Local Geometry of Self-similar Sets: Typical Balls, Tangent Measures and Asymptotic Spectra

TL;DR

This paper investigates the local geometric structure of self-similar sets, revealing the complexity and uniformity properties of typical spherical neighborhoods and tangent measures, with explicit spectrum calculations.

Contribution

It introduces a detailed analysis of typical balls in self-similar sets, characterizes their tangent measures, and computes the asymptotic density spectrum for specific fractals.

Findings

Uncountably many classes of spherical neighborhoods are not equivalent under similitudes.

Any typical ball is a tangent measure at almost every point for self-similar measures.

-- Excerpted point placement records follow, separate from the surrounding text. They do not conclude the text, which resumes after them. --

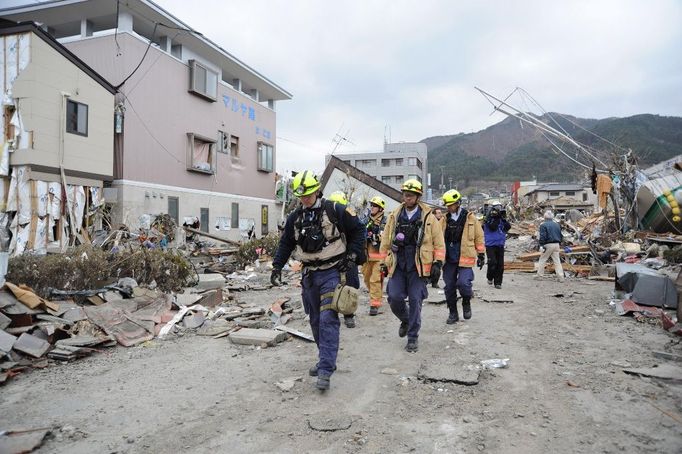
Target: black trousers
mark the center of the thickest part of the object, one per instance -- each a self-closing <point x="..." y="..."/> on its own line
<point x="495" y="263"/>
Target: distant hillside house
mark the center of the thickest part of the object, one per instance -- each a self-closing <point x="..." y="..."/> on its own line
<point x="358" y="186"/>
<point x="397" y="163"/>
<point x="196" y="127"/>
<point x="567" y="195"/>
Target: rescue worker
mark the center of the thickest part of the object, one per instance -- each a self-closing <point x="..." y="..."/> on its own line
<point x="464" y="247"/>
<point x="370" y="270"/>
<point x="352" y="277"/>
<point x="413" y="245"/>
<point x="495" y="230"/>
<point x="328" y="239"/>
<point x="550" y="245"/>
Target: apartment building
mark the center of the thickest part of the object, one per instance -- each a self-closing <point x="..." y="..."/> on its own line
<point x="195" y="127"/>
<point x="397" y="163"/>
<point x="57" y="128"/>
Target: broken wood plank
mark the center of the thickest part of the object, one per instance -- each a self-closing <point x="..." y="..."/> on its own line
<point x="296" y="333"/>
<point x="213" y="237"/>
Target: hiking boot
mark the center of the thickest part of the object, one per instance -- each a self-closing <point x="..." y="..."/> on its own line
<point x="322" y="382"/>
<point x="466" y="309"/>
<point x="313" y="371"/>
<point x="349" y="321"/>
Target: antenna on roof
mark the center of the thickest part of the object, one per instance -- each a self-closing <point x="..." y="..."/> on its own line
<point x="340" y="138"/>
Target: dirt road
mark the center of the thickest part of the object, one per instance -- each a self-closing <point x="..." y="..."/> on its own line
<point x="564" y="389"/>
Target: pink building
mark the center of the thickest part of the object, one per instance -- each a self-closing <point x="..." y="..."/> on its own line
<point x="195" y="127"/>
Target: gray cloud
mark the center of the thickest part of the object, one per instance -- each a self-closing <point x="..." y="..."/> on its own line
<point x="413" y="65"/>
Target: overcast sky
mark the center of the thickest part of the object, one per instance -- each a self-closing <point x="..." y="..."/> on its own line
<point x="359" y="66"/>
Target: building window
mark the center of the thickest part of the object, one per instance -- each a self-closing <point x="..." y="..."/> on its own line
<point x="173" y="208"/>
<point x="223" y="142"/>
<point x="234" y="146"/>
<point x="203" y="219"/>
<point x="234" y="223"/>
<point x="265" y="152"/>
<point x="201" y="156"/>
<point x="76" y="118"/>
<point x="202" y="81"/>
<point x="264" y="220"/>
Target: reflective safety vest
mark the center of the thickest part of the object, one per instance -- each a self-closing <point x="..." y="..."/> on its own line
<point x="319" y="243"/>
<point x="376" y="227"/>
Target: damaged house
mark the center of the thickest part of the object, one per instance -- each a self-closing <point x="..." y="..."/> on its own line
<point x="195" y="127"/>
<point x="58" y="132"/>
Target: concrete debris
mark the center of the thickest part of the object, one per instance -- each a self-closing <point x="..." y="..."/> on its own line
<point x="287" y="384"/>
<point x="31" y="345"/>
<point x="248" y="336"/>
<point x="664" y="371"/>
<point x="210" y="281"/>
<point x="7" y="341"/>
<point x="462" y="375"/>
<point x="293" y="332"/>
<point x="325" y="423"/>
<point x="21" y="441"/>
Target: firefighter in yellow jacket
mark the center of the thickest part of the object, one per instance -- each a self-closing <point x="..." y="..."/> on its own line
<point x="370" y="270"/>
<point x="413" y="244"/>
<point x="464" y="247"/>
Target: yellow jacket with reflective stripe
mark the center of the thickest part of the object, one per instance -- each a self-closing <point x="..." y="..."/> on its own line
<point x="472" y="240"/>
<point x="431" y="249"/>
<point x="373" y="253"/>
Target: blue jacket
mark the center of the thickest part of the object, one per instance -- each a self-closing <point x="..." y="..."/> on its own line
<point x="550" y="232"/>
<point x="495" y="236"/>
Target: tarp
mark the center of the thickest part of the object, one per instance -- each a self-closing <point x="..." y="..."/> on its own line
<point x="646" y="286"/>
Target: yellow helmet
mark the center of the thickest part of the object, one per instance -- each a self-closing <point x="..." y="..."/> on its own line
<point x="305" y="183"/>
<point x="412" y="185"/>
<point x="378" y="201"/>
<point x="338" y="197"/>
<point x="451" y="196"/>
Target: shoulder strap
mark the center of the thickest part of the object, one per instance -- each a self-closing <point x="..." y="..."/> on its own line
<point x="330" y="209"/>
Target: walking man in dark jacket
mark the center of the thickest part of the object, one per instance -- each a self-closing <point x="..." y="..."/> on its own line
<point x="495" y="231"/>
<point x="550" y="245"/>
<point x="328" y="239"/>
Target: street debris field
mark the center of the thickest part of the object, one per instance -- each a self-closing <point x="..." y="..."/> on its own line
<point x="197" y="352"/>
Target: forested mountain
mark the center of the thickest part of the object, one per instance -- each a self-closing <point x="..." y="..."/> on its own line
<point x="510" y="150"/>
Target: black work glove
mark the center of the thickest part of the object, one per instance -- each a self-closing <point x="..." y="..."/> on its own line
<point x="480" y="261"/>
<point x="435" y="271"/>
<point x="276" y="277"/>
<point x="347" y="262"/>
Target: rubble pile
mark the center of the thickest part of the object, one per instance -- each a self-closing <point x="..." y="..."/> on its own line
<point x="644" y="266"/>
<point x="71" y="324"/>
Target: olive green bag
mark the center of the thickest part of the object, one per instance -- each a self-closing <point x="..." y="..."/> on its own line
<point x="344" y="299"/>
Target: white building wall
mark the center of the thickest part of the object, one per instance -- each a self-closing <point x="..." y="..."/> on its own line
<point x="361" y="193"/>
<point x="152" y="199"/>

Computed the spectrum of asymptotic densities for the Sierpinski gasket.

Abstract

We analyse the local geometric structure of self-similar sets with open set condition through the study of the properties of a distinguished family of spherical neighbourhoods, the typical balls. We quantify the complexity of the local geometry of self-similar sets, showing that there are uncountably many classes of spherical neighbourhoods that are not equivalent under similitudes. We show that, at a tangent level, the uniformity of the Euclidean space is recuperated in the sense that any typical ball is a tangent measure of the measure $\nu $ at $\nu $-a.e. point, where $\nu $ is any self-similar measure. We characterise the spectrum of asymptotic densities of metric measures in terms of the packing and centred Hausdorff measures. As an example, we compute the spectrum of asymptotic densities of the Sierpinski gasket.